As Eisold wrote on his blog, "When the album was announced a few weeks ago, it was said that the record is a love letter to NYC. That's not exactly true. It's a love letter to the path that has led me to where I am now, to loss and love and friends and enemies and the dizzied and blurred ways of the world. This song and record is about magic, preservation, youth and movement."
The lyrics do play into the romantic themes Eisold references, picking up on the nostalgia he felt as he traveled through all the cities he'd grown up in, but on first listen the lyrics are not the first thing you notice.
"Cherish the Light Years," the band's newest release, is a loud, harmonious chorus of '80s-style synthesizers, reminiscent of everything from New Order to Depeche Mode, especially with Eisold's moody vocals lamenting the too-quick progression of his life.
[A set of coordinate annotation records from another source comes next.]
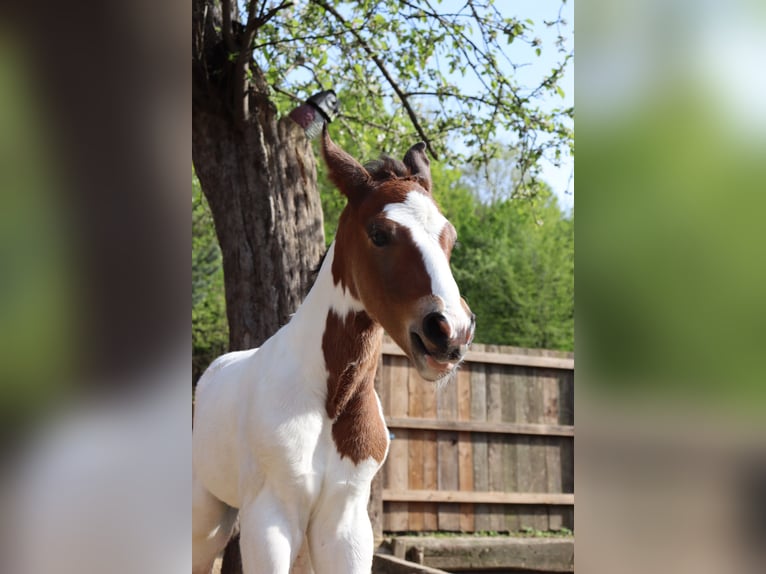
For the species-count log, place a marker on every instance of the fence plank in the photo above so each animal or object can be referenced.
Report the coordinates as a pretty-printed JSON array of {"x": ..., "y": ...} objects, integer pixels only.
[
  {"x": 491, "y": 357},
  {"x": 430, "y": 457},
  {"x": 449, "y": 516},
  {"x": 550, "y": 415},
  {"x": 415, "y": 452},
  {"x": 492, "y": 450},
  {"x": 397, "y": 519},
  {"x": 453, "y": 496},
  {"x": 479, "y": 442},
  {"x": 496, "y": 445},
  {"x": 465, "y": 448},
  {"x": 474, "y": 426}
]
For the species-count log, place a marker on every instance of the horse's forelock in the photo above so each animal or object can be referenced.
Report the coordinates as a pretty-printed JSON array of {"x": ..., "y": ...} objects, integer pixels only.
[{"x": 387, "y": 168}]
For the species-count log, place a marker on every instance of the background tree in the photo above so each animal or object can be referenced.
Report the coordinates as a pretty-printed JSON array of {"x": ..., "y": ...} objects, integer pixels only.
[
  {"x": 399, "y": 65},
  {"x": 402, "y": 67}
]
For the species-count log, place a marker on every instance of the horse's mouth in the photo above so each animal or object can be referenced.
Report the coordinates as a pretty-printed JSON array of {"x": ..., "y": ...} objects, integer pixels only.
[{"x": 430, "y": 366}]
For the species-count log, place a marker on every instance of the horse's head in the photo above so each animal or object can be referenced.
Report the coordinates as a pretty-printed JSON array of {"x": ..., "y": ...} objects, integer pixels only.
[{"x": 392, "y": 253}]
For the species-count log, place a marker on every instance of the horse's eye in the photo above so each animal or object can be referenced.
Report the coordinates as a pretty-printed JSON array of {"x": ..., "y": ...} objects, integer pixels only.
[{"x": 379, "y": 237}]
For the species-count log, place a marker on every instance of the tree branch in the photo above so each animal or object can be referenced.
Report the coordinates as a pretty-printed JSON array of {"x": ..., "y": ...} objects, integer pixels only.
[
  {"x": 226, "y": 26},
  {"x": 383, "y": 70},
  {"x": 245, "y": 54}
]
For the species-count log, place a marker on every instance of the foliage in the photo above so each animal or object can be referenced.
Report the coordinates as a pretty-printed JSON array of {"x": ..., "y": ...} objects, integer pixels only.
[
  {"x": 514, "y": 260},
  {"x": 514, "y": 263},
  {"x": 209, "y": 326},
  {"x": 444, "y": 73}
]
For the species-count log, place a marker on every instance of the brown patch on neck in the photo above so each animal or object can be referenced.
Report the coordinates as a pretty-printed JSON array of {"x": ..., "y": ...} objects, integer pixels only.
[{"x": 351, "y": 347}]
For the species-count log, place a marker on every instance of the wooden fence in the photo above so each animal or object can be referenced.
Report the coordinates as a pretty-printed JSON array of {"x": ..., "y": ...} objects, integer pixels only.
[{"x": 491, "y": 451}]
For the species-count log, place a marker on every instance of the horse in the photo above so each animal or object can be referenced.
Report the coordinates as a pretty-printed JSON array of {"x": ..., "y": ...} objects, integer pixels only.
[{"x": 290, "y": 435}]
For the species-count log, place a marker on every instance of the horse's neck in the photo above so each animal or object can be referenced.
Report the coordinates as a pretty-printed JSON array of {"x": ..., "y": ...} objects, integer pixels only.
[{"x": 349, "y": 340}]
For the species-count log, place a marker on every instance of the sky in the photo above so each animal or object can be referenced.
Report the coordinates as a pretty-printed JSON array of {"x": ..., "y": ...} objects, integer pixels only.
[{"x": 561, "y": 179}]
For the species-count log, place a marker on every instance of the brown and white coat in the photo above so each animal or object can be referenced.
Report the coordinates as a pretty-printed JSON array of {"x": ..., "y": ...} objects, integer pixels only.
[{"x": 291, "y": 434}]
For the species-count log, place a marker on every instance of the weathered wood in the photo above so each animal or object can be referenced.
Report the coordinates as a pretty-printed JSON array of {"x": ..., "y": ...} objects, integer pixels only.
[
  {"x": 552, "y": 449},
  {"x": 415, "y": 453},
  {"x": 496, "y": 445},
  {"x": 430, "y": 457},
  {"x": 495, "y": 434},
  {"x": 465, "y": 448},
  {"x": 449, "y": 516},
  {"x": 506, "y": 553},
  {"x": 397, "y": 464},
  {"x": 479, "y": 442},
  {"x": 478, "y": 497},
  {"x": 495, "y": 358},
  {"x": 473, "y": 426}
]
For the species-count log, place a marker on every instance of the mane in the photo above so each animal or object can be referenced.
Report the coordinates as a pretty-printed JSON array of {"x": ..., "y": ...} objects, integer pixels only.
[{"x": 387, "y": 168}]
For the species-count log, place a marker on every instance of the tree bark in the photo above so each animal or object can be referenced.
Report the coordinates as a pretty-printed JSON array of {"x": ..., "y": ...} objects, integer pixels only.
[
  {"x": 258, "y": 174},
  {"x": 260, "y": 183}
]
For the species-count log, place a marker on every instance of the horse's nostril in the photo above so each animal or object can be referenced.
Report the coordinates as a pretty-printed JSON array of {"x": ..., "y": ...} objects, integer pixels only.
[{"x": 436, "y": 328}]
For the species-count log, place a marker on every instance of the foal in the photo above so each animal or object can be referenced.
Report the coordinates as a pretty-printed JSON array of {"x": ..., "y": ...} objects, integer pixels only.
[{"x": 291, "y": 434}]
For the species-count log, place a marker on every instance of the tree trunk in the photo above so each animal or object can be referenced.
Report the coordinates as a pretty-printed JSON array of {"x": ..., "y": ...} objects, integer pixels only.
[
  {"x": 260, "y": 182},
  {"x": 258, "y": 174}
]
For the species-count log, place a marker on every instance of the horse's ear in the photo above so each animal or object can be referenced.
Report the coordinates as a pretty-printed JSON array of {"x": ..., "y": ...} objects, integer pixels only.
[
  {"x": 417, "y": 160},
  {"x": 345, "y": 172}
]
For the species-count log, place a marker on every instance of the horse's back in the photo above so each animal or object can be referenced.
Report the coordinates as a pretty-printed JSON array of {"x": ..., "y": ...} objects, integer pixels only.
[{"x": 214, "y": 442}]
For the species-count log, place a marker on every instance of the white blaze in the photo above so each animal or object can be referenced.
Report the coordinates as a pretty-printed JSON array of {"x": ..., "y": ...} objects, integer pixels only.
[{"x": 419, "y": 215}]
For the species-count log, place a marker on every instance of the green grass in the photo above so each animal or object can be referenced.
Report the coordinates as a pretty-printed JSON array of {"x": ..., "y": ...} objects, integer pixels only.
[{"x": 525, "y": 532}]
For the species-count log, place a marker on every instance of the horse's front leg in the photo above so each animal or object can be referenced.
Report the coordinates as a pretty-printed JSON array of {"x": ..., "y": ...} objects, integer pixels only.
[
  {"x": 340, "y": 533},
  {"x": 271, "y": 533}
]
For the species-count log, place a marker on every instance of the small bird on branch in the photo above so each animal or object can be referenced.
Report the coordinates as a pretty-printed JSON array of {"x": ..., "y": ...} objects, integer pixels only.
[{"x": 313, "y": 113}]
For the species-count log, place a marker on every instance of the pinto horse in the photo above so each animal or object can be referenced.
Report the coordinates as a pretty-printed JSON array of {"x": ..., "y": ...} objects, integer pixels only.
[{"x": 291, "y": 435}]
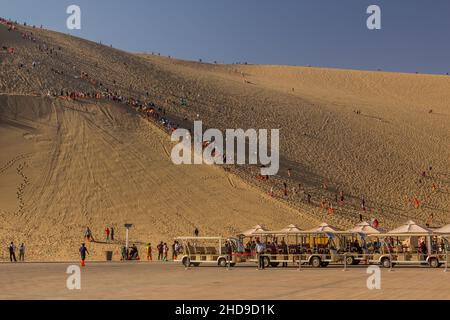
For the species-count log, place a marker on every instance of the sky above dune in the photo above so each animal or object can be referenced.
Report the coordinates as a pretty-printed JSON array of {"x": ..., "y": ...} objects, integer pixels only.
[{"x": 414, "y": 35}]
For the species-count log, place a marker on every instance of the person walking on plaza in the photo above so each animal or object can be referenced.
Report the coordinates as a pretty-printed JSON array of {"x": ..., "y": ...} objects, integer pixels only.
[
  {"x": 260, "y": 254},
  {"x": 148, "y": 249},
  {"x": 107, "y": 232},
  {"x": 228, "y": 252},
  {"x": 22, "y": 252},
  {"x": 165, "y": 251},
  {"x": 83, "y": 251},
  {"x": 160, "y": 250},
  {"x": 12, "y": 252},
  {"x": 124, "y": 254}
]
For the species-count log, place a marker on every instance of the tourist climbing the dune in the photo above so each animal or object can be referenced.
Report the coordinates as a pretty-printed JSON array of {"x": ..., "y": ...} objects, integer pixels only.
[
  {"x": 341, "y": 197},
  {"x": 148, "y": 249},
  {"x": 363, "y": 203},
  {"x": 107, "y": 233},
  {"x": 83, "y": 252},
  {"x": 22, "y": 252},
  {"x": 88, "y": 235},
  {"x": 12, "y": 252}
]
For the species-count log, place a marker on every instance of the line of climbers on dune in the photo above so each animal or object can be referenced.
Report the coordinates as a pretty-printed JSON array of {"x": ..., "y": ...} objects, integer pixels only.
[{"x": 282, "y": 189}]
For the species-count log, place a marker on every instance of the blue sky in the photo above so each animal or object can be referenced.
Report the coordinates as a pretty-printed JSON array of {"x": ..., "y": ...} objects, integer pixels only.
[{"x": 415, "y": 34}]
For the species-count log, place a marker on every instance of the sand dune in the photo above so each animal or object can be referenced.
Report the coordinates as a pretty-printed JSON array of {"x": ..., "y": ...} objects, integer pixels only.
[{"x": 65, "y": 165}]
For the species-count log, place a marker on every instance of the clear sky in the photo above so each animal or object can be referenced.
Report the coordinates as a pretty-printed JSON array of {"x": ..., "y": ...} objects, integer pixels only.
[{"x": 415, "y": 34}]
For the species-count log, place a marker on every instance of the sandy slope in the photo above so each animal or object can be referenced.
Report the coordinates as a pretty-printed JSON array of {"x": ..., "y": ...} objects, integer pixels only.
[
  {"x": 102, "y": 164},
  {"x": 379, "y": 153}
]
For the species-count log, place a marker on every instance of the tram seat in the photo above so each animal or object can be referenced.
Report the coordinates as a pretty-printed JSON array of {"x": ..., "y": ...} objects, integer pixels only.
[{"x": 212, "y": 250}]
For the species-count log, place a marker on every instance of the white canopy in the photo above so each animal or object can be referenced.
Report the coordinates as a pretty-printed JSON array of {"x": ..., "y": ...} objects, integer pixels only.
[
  {"x": 410, "y": 227},
  {"x": 291, "y": 228},
  {"x": 365, "y": 228},
  {"x": 254, "y": 229},
  {"x": 444, "y": 229},
  {"x": 324, "y": 227}
]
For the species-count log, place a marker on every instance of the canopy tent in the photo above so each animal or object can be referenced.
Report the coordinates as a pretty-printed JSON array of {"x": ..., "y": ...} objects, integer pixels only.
[
  {"x": 292, "y": 228},
  {"x": 444, "y": 229},
  {"x": 255, "y": 229},
  {"x": 364, "y": 228},
  {"x": 324, "y": 227},
  {"x": 410, "y": 227}
]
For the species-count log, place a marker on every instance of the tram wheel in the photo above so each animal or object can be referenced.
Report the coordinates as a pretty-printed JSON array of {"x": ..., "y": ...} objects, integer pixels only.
[
  {"x": 350, "y": 260},
  {"x": 386, "y": 263},
  {"x": 316, "y": 262},
  {"x": 186, "y": 262},
  {"x": 434, "y": 263}
]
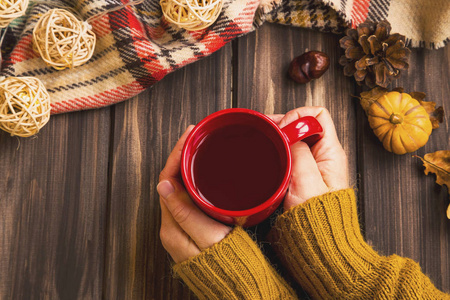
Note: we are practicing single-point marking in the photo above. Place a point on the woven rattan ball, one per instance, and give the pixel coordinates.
(24, 106)
(191, 14)
(11, 9)
(62, 40)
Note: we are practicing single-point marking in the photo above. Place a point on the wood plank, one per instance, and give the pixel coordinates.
(52, 209)
(145, 131)
(404, 210)
(262, 84)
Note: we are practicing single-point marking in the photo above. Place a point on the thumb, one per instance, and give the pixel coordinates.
(306, 179)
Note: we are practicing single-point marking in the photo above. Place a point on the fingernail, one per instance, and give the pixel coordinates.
(165, 188)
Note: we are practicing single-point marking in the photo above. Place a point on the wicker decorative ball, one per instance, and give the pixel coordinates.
(24, 106)
(11, 9)
(62, 40)
(191, 14)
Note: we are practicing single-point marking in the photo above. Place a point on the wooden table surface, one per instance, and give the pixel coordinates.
(79, 211)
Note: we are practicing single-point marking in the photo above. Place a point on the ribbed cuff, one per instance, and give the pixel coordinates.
(321, 244)
(234, 268)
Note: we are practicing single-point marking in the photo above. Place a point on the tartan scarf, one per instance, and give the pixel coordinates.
(136, 47)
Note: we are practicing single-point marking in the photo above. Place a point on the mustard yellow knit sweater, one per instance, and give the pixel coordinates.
(321, 245)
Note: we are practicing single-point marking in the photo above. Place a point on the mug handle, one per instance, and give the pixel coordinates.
(306, 128)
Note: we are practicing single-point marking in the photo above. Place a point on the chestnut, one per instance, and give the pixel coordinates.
(309, 66)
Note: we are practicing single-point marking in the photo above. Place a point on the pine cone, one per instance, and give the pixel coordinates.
(374, 55)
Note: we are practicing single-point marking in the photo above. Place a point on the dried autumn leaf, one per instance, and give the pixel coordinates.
(439, 164)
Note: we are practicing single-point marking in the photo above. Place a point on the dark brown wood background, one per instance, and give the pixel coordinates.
(79, 212)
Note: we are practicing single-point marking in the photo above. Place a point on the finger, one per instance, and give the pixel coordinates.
(172, 167)
(320, 113)
(276, 118)
(202, 229)
(306, 181)
(179, 245)
(328, 152)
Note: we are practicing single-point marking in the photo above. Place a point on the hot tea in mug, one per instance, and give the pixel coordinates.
(236, 163)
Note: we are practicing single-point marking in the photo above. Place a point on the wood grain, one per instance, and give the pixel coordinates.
(262, 82)
(145, 131)
(79, 211)
(404, 210)
(52, 204)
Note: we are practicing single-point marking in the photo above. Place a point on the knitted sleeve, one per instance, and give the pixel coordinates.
(234, 268)
(320, 243)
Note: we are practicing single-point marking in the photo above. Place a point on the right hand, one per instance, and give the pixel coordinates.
(319, 169)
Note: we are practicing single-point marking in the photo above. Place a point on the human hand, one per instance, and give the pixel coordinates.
(185, 229)
(319, 169)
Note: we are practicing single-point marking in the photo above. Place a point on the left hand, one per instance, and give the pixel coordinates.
(185, 229)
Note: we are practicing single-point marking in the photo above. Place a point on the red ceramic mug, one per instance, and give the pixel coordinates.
(307, 129)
The opening song, "The Great Pan is Dead," is a bold beginning, and it is clear to anyone who knows any of Cold Cave's previous music that this album is going to be very different.
From songs such as their 2009 single "The Laurels of Erotomania," a hypnotic dance track that wouldn't have been out of place alongside anything by Visage in an '80s disco hall, to the deceitfully upbeat sound of this album's "Pacing Around the Church," Eisold has definitely acquired some depth in his songwriting. The energetic and prominent tones of the synthesizers mask the attitude of the lyrics as Eisold sings, "You can seldom count on love/ You can often count on hate/ You can always count on/ Death as your fate."
The timbre of "Cherish the Light Years" is somewhat repetitive, though, the replicated percussion setting a tone at the start of the album that persists throughout its entirety. This gives the impression that the album is just a single rather long song with no identifiable breaks. Some prefer this manner of listening to albums, but the strongest albums tend to set an overall tone and then build upon it, with songs branching off into different pitches and creating new atmospheres.
The only spot where this happens is in "Alchemy Around You," well after the halfway mark on the album, where the synthesizers are temporarily replaced with trumpets. It is from this point on that the album peaks again. "Cherish the Light Years" admittedly starts off strong, but after "Alchemy Around You," it becomes all the more apparent that the first several songs are almost indistinguishable from one another.
"Burning Sage," the second-to-last track, starts off slowly but builds up into the most dramatic song on the album. Eisold declares, "I feel so old but so young," before the song hits its apex and the drums and synthesizers kick back in for an impressive ending to the song. The final song on the album, "Villains of the Moon," is, unfortunately, an unremarkable way to end an album that could have been less forgettable had it ended on a higher note.
Yet Cold Cave's sound, however one-note it seems to be, is an interesting one. Perhaps with a little more evolution, the band will reach a place where every song stands out.